On 31 March 2014, the Commission issued a Statement of Objections to Marine Harvest ASA ("Marine Harvest") for implementing a transaction prior to having obtained the required clearance from the Commission under the EU merger control rules. Whilst not all details of the case are available at this stage of the procedure, it is worthwhile making some preliminary observations given that violations of the stand-still obligation (sometimes referred to as "gun jumping") are rarely straightforward and the Commission has proven to nonetheless vigorously enforce this rule.
On 9 August 2013, Marine Harvest notified its planned acquisition of control over competitor Morpol, listed on the Oslo stock exchange, obtaining clearance from the Commission subject to conditions on 30 September 2013. However, the Commission considered that by acquiring a 48.5% stake in Morpol on 18 December 2012, Marine Harvest already had taken control over Morpol.
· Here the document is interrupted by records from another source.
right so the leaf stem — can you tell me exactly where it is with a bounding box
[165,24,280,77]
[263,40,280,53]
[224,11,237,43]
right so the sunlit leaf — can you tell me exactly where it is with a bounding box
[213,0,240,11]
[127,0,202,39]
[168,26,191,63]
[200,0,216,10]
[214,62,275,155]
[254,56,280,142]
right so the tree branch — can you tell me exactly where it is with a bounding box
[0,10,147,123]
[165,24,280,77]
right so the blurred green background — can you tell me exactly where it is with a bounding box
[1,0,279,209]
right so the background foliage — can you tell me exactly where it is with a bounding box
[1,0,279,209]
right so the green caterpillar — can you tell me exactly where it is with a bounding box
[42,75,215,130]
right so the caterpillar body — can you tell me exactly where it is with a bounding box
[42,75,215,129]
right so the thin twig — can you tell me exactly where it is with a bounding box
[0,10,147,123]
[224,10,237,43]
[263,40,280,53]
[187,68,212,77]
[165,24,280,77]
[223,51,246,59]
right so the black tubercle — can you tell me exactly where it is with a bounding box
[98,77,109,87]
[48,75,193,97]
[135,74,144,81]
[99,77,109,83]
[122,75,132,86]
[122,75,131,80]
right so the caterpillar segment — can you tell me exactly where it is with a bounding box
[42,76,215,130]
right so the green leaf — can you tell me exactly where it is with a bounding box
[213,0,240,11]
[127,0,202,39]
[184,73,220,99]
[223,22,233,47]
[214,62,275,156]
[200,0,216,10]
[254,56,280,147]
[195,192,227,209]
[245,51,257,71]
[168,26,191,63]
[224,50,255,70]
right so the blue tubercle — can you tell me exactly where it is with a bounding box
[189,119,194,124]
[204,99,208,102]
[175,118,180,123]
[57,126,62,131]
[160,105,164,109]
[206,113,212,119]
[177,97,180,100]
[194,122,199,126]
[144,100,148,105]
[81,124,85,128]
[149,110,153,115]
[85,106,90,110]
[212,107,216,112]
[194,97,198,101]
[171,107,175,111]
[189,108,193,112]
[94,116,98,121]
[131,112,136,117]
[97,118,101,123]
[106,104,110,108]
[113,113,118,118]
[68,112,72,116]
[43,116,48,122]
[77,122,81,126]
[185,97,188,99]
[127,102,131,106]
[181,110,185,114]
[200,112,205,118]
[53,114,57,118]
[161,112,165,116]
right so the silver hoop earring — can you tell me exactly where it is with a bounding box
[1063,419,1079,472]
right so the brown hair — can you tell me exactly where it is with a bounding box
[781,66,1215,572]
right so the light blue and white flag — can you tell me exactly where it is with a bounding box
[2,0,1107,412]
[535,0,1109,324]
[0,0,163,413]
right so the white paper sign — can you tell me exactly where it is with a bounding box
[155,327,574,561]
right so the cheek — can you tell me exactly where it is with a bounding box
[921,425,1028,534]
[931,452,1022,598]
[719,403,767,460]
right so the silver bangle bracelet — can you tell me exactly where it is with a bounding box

According to the Commission, the transaction was implemented only four days after it was signed, that is, eight months before the notification to the Commission and ten months before the Commission cleared the transaction. Marine Harvest, however, had specified in its notification form that following its purchase of the 48.5% stake it would not exercise de facto or de jure control over the target pending approval by the Commission. In any event, the Commission has now taken the preliminary view that as a result of the purchase of the 48.5% stake, Marine Harvest has implemented the acquisition of Morpol prior to its notification and clearance by the Commission, in breach of Articles 4(1) and 7(1) of the EU Merger Regulation 139/2004.
Preliminary words of caution to prevent “gun jumping”
There are diverging rules concerning the stand-still obligation for transactions with a target listed at a stock exchange. The EU Merger Regulation includes a specific regime for transactions concerning a listed target (Article 7(2)):
The general stand-still obligation] shall not prevent the implementation of a public bid or of a series of transactions in securities including those convertible into other securities admitted to trading on a market such as a stock exchange, by which control [...] is acquired from various sellers, provided that:
(a) the concentration is notified to the Commission [...] without delay; and
(b) the acquirer does not exercise the voting rights attached to the securities in question or does so only to maintain the full value of its investments based on a derogation granted by the Commission [...].
In view of Marine Harvest’s explicit comment that it would not exercise de facto or de jure control over the target pending approval by the Commission, it appears that it considered its actions to be covered by the provision included above. Such assumption may have led it to believe that its purchase of the 48.5% stake could take place without prior approval. If it indeed acted on this assumption, it appears to have overlooked that the latter transaction did not qualify as “a public bid” or as “a series of transactions” within the meaning of the cited provision, but rather a single purchase of a block of shares. Whilst only the fining decision can confirm this reasoning, this issue may be at the heart of the Commission’s case.
In addition, the acquisition of minority stakes may qualify as “control” triggering an obligation to obtain clearance. Both in the context of transactions with “private” companies and those that are listed, obtaining a minority stake may result in de facto or de jure control over the target in violation of the stand-still obligation. It is noteworthy that the Commission has imposed a EUR 20 million fine on Electrabel for failure to notify a transaction providing it with (only) a minority stake in the target that according to the Commission resulted in control. The General Court upheld this fine at first instance, see T-332/09 (appeal to the Court of Justice is pending, see C-84/13 P).